The Wrong Way

It

Family members around me died of various illnesses. Some of cancer, heart diseases, diabetes, and of almost every fatal illness under the rainbow. The only ones left from our family are my parents and I. I know I have to have something. I watch everything about my health because I'm paranoid. I don't want to die like that. I would rather die of old age or an accident than of a disease I can prevent. Paranoia is what I have, and nothing more.

I obsess about every thing I eat and do. I exercise an hour a day, eat a healthy diet with no junk food, and get frequent check-ups. My doctor has told me over and over that I have one of the healthiest bodies that he has ever seen, but I cant help but think that something will change one day and I'll fall victim to my own body.

I still felt the overwhelming need to be sure I didn't have anything. If I didn't feel perfect, I would freak out for an hour or two until I had to just try everything in my power to get rd of whatever new problem I had found. I didn't worry about schoolwork ever. I thought that I would die prematurely anyway so it didn't matter, any work I did would be meaningless if I wasn't there to use what I had learned to my advantage. The only class I ever really paid attention to was anatomy and physiology. I was able to learn about my body and to take even better care of it. I was able to stop myself from dyeing meaninglessly.

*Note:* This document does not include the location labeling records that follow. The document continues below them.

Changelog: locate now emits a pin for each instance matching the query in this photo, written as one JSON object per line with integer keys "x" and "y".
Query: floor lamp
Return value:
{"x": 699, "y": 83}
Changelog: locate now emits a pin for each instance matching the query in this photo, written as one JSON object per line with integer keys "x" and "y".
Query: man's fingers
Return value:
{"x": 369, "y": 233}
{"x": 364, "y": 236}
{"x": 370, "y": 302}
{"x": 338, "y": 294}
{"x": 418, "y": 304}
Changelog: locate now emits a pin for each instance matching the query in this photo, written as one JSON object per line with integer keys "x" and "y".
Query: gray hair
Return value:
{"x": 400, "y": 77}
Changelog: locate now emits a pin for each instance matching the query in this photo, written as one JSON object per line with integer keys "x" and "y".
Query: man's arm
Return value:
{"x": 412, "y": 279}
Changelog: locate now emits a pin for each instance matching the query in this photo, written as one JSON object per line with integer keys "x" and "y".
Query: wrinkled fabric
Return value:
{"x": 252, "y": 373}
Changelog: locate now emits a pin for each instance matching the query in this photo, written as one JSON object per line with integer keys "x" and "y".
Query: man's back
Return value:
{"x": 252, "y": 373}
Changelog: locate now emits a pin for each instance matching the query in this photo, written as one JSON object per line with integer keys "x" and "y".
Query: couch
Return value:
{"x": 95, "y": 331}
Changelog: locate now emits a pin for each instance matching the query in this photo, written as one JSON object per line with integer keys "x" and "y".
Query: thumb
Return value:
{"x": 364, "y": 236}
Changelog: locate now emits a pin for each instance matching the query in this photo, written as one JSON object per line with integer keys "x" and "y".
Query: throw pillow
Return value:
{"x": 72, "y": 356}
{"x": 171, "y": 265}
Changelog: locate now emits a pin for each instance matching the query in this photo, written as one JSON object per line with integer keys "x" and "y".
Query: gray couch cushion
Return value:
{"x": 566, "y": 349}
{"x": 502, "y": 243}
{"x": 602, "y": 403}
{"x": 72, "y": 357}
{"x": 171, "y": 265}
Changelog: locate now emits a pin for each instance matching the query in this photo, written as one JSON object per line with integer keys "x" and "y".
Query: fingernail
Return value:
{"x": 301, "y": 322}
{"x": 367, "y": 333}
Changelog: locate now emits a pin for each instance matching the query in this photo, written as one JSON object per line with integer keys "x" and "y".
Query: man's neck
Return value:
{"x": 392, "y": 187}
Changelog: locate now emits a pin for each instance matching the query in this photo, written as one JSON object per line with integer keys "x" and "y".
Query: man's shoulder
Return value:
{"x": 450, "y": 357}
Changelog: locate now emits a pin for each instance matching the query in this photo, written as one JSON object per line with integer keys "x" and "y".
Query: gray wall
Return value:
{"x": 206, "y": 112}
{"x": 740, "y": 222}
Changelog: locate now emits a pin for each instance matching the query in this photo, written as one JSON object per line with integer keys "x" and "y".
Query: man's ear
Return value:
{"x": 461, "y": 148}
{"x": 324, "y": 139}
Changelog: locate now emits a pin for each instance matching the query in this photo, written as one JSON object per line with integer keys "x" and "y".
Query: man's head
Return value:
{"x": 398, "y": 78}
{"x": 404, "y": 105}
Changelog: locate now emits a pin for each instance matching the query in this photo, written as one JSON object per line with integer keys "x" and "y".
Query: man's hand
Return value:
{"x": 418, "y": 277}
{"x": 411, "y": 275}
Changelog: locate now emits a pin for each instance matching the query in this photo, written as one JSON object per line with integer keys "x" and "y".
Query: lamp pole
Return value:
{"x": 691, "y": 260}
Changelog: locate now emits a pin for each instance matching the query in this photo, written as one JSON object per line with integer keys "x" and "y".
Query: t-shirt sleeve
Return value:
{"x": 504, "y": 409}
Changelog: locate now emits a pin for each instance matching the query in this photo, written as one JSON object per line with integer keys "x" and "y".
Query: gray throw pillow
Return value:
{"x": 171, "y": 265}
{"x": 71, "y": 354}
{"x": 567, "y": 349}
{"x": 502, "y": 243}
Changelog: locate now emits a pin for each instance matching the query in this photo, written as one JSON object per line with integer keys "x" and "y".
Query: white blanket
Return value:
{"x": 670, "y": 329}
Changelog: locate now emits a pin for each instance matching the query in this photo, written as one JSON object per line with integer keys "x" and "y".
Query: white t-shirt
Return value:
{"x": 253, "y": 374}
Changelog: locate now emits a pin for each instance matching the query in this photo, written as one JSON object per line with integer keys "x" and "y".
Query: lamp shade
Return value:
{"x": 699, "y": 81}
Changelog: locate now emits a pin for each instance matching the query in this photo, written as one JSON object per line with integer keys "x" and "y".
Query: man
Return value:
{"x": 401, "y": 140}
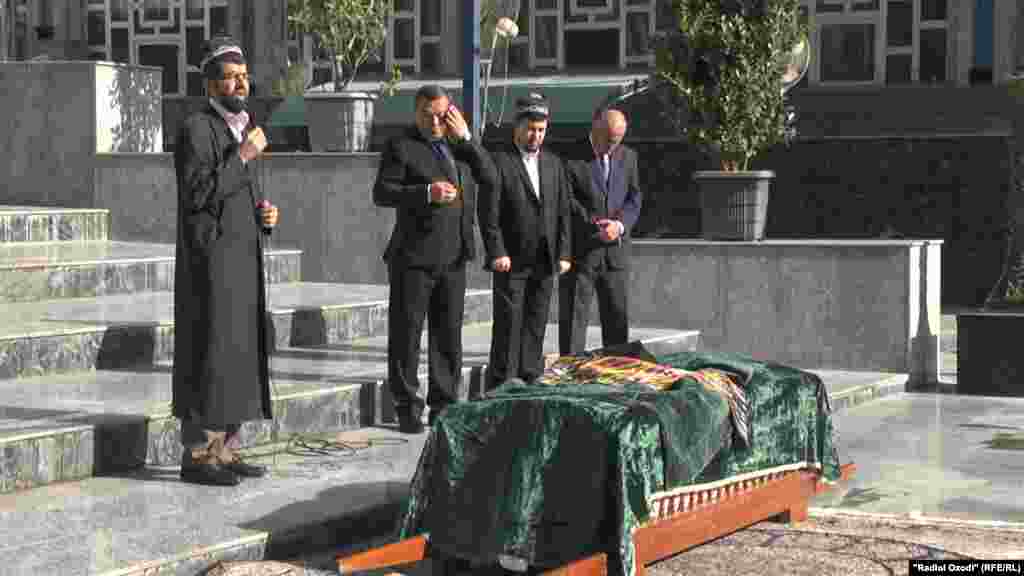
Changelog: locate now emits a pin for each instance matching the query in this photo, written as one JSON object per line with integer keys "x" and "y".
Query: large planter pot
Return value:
{"x": 340, "y": 121}
{"x": 733, "y": 205}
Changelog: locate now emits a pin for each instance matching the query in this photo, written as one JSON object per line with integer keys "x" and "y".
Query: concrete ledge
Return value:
{"x": 989, "y": 360}
{"x": 845, "y": 304}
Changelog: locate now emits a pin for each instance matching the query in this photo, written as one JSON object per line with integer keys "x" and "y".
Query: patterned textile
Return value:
{"x": 617, "y": 370}
{"x": 551, "y": 471}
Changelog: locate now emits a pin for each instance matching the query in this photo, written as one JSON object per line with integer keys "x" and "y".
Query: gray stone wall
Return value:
{"x": 326, "y": 205}
{"x": 60, "y": 116}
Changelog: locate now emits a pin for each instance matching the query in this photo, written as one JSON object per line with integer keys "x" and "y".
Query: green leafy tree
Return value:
{"x": 723, "y": 64}
{"x": 351, "y": 31}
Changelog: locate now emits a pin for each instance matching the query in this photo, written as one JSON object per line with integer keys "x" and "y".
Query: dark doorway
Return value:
{"x": 591, "y": 48}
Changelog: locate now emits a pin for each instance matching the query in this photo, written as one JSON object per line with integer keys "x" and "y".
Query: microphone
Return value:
{"x": 259, "y": 206}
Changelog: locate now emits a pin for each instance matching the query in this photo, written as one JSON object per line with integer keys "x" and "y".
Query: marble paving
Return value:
{"x": 150, "y": 309}
{"x": 34, "y": 223}
{"x": 121, "y": 525}
{"x": 124, "y": 330}
{"x": 118, "y": 525}
{"x": 70, "y": 270}
{"x": 935, "y": 455}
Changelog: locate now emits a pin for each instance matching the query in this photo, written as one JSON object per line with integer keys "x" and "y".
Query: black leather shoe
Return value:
{"x": 408, "y": 423}
{"x": 243, "y": 469}
{"x": 209, "y": 475}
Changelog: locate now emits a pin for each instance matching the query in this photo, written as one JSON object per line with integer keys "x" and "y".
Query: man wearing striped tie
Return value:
{"x": 605, "y": 204}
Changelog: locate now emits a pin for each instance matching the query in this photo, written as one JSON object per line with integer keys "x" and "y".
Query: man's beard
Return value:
{"x": 232, "y": 103}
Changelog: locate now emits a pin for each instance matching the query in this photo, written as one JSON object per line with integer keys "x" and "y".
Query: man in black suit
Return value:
{"x": 429, "y": 175}
{"x": 605, "y": 204}
{"x": 524, "y": 222}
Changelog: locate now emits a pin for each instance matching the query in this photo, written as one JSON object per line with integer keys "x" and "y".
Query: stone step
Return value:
{"x": 39, "y": 223}
{"x": 313, "y": 503}
{"x": 69, "y": 426}
{"x": 127, "y": 330}
{"x": 32, "y": 272}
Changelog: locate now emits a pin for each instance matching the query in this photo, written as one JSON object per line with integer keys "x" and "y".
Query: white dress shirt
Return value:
{"x": 466, "y": 136}
{"x": 605, "y": 161}
{"x": 531, "y": 162}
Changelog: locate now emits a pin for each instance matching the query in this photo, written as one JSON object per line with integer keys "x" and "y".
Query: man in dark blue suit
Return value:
{"x": 429, "y": 175}
{"x": 605, "y": 204}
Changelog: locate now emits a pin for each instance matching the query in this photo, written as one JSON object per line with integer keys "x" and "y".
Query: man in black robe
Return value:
{"x": 429, "y": 175}
{"x": 220, "y": 325}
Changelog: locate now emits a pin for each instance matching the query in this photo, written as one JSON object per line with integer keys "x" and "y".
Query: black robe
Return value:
{"x": 220, "y": 326}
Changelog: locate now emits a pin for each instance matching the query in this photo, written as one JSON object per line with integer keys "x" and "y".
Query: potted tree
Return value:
{"x": 728, "y": 64}
{"x": 350, "y": 31}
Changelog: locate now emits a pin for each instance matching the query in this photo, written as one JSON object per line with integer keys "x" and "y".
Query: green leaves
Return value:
{"x": 350, "y": 30}
{"x": 723, "y": 59}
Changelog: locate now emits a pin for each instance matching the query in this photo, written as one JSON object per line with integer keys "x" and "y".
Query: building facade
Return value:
{"x": 857, "y": 42}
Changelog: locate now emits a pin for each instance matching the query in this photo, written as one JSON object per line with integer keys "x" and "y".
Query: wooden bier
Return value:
{"x": 682, "y": 520}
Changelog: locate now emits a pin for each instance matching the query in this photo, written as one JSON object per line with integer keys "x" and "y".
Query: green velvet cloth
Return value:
{"x": 551, "y": 474}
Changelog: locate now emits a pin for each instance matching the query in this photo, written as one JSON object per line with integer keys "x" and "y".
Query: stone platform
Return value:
{"x": 146, "y": 522}
{"x": 68, "y": 426}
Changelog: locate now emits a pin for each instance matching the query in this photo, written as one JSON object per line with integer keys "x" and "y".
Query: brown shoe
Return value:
{"x": 243, "y": 469}
{"x": 208, "y": 474}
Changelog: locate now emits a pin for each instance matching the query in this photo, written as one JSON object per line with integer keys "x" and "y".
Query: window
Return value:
{"x": 848, "y": 52}
{"x": 879, "y": 41}
{"x": 156, "y": 32}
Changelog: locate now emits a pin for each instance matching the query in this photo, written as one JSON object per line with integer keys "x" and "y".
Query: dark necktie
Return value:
{"x": 440, "y": 149}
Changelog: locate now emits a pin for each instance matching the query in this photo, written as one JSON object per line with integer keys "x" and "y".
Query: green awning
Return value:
{"x": 572, "y": 99}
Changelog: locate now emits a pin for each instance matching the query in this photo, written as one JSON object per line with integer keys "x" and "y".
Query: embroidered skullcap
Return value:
{"x": 219, "y": 50}
{"x": 534, "y": 106}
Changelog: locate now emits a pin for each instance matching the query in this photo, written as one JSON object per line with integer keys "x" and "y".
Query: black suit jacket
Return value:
{"x": 408, "y": 166}
{"x": 591, "y": 199}
{"x": 512, "y": 217}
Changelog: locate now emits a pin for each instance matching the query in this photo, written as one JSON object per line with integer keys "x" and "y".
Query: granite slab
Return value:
{"x": 128, "y": 330}
{"x": 75, "y": 270}
{"x": 476, "y": 339}
{"x": 148, "y": 521}
{"x": 35, "y": 223}
{"x": 151, "y": 523}
{"x": 77, "y": 425}
{"x": 933, "y": 455}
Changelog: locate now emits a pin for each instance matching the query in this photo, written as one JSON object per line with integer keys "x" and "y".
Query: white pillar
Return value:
{"x": 1004, "y": 57}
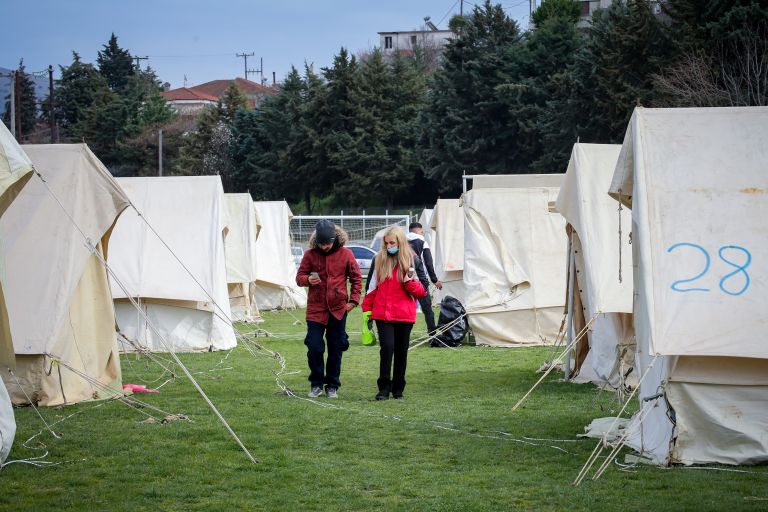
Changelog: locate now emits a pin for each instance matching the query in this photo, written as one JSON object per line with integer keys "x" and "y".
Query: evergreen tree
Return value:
{"x": 542, "y": 63}
{"x": 367, "y": 157}
{"x": 145, "y": 103}
{"x": 209, "y": 149}
{"x": 722, "y": 54}
{"x": 552, "y": 9}
{"x": 467, "y": 126}
{"x": 614, "y": 70}
{"x": 26, "y": 101}
{"x": 77, "y": 89}
{"x": 262, "y": 138}
{"x": 115, "y": 65}
{"x": 103, "y": 126}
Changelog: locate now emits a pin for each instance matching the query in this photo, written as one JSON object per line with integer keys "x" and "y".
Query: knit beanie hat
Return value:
{"x": 325, "y": 232}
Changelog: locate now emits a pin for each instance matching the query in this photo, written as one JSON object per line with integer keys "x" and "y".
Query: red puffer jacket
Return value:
{"x": 334, "y": 268}
{"x": 393, "y": 301}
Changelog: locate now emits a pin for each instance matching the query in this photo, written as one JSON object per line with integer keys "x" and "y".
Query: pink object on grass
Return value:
{"x": 138, "y": 388}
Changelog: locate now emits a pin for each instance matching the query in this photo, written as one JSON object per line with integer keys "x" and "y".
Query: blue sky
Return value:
{"x": 200, "y": 39}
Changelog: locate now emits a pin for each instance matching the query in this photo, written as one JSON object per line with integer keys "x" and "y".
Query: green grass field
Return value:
{"x": 452, "y": 444}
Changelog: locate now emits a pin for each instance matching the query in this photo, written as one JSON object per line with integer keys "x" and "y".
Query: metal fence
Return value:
{"x": 361, "y": 228}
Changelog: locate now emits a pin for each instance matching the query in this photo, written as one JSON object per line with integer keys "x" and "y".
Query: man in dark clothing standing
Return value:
{"x": 325, "y": 269}
{"x": 421, "y": 248}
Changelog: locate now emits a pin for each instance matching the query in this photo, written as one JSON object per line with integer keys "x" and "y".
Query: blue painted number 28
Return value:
{"x": 727, "y": 253}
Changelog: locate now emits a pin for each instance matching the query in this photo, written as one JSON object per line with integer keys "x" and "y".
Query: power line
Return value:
{"x": 245, "y": 58}
{"x": 449, "y": 12}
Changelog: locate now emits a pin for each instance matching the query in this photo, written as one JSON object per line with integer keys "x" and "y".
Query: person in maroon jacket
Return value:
{"x": 325, "y": 269}
{"x": 391, "y": 299}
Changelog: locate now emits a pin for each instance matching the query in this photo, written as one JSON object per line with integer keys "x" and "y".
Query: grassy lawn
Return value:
{"x": 452, "y": 444}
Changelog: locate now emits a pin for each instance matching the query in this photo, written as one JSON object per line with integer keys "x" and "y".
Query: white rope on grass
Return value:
{"x": 555, "y": 361}
{"x": 622, "y": 441}
{"x": 92, "y": 248}
{"x": 175, "y": 357}
{"x": 32, "y": 404}
{"x": 604, "y": 440}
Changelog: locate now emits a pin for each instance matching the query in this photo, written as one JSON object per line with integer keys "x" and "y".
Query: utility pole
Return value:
{"x": 160, "y": 153}
{"x": 51, "y": 113}
{"x": 17, "y": 87}
{"x": 13, "y": 103}
{"x": 259, "y": 71}
{"x": 138, "y": 59}
{"x": 245, "y": 58}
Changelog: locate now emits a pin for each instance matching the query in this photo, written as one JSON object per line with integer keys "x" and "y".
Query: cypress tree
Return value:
{"x": 26, "y": 100}
{"x": 115, "y": 65}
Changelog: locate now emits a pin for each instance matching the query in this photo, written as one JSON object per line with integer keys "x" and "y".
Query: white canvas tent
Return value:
{"x": 59, "y": 305}
{"x": 275, "y": 286}
{"x": 190, "y": 313}
{"x": 425, "y": 219}
{"x": 697, "y": 183}
{"x": 447, "y": 225}
{"x": 601, "y": 266}
{"x": 15, "y": 171}
{"x": 240, "y": 247}
{"x": 515, "y": 257}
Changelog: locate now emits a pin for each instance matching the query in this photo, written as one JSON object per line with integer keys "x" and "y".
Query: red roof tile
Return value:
{"x": 184, "y": 93}
{"x": 218, "y": 87}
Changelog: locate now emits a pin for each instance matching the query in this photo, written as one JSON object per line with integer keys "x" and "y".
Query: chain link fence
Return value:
{"x": 361, "y": 228}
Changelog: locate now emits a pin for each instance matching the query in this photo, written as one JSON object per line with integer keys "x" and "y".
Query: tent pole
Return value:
{"x": 569, "y": 317}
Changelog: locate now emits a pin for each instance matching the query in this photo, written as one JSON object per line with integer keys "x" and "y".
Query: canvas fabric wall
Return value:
{"x": 514, "y": 264}
{"x": 190, "y": 311}
{"x": 56, "y": 290}
{"x": 602, "y": 253}
{"x": 696, "y": 182}
{"x": 447, "y": 225}
{"x": 275, "y": 286}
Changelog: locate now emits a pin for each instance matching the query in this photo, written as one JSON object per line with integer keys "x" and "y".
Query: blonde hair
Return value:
{"x": 385, "y": 262}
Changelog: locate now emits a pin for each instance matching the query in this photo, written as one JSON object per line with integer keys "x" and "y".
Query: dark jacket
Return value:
{"x": 334, "y": 268}
{"x": 393, "y": 301}
{"x": 421, "y": 248}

The years of paranoia are stressful though. I have very few friends since most people think that I am crazy for caring about myself so much. I need a way out of the fear, but I never found one until the guidance counselor came to give a lecture about suicide. I never thought about killing myself, but as I thought more and more, the better it looked. I would never succumb to a fatal illness. I would be able to choose a way to die. It seemed like the perfect way out.

I decided, trough some research, that over dosing on some meds would be the easiest and least painful. Also, it would look like an accident so my parents wouldn't think that I hated the world. It seemed perfect. The web sites mentioned some ill effects, but none that would stop me from going through with my plan. I was now determined, and almost ready to die. In the back of my head were some small doubts, but those things were nothing compared to the feeling of not dying that way.

I found a full bottle of pain killers in the medicine cabinet. It took about 5 minutes to take the whole bottle. Nothing really happened for a minute, until this pain came over me that was the worst thing that I had ever felt. My insides felt like they were being tortured into a frenzy and racing closer to death. After what felt like an eternity of damnation, the pain was lifted away. For one second, I was I complete bliss until I opened my eyes.

I was in an emergency room, floating above the scene. My parents were there, crying. EMT's were trying to bring my body back to life, but my body, that looked like I was in a peaceful sleep, never once even responded to the electric shocks being run through it's core. The head doctor declared that I was gone, and not coming back. My mom fell to her knees weeping, my dad silently crying. I would have cried to, but it almost was like I couldn't be affected by it, like I was watching an uninteresting movie.

I couldn't touch anything, but attempted to touch my lifeless body. I could almost feel a chill running over it as death turned the sleeping, peaceful expression on my body's face into one of death. As time moved along, I followed my parents home, sitting in the back of their car. My mom looked at the backseat a few times, almost as if she could see me, and she would cry again. I would have started to cry, but nothing could yet affect me. I was still watching a movie, but as time moved forward, I became attached to it. I slowly began to have the correct responses to the emotional events around me. I started to hate and regret my decision, but it was to late to go back now.

Now I'm a ghost. I realize now that it wasn't my time, and I'm not ready to let go. I read my obituary from the paper my parents left out. It said I died because of hypochondria. It doesn't make any sense though. I killed myself to prevent myself from dying from a disease, not to become a statistic. It looks like I failed after all.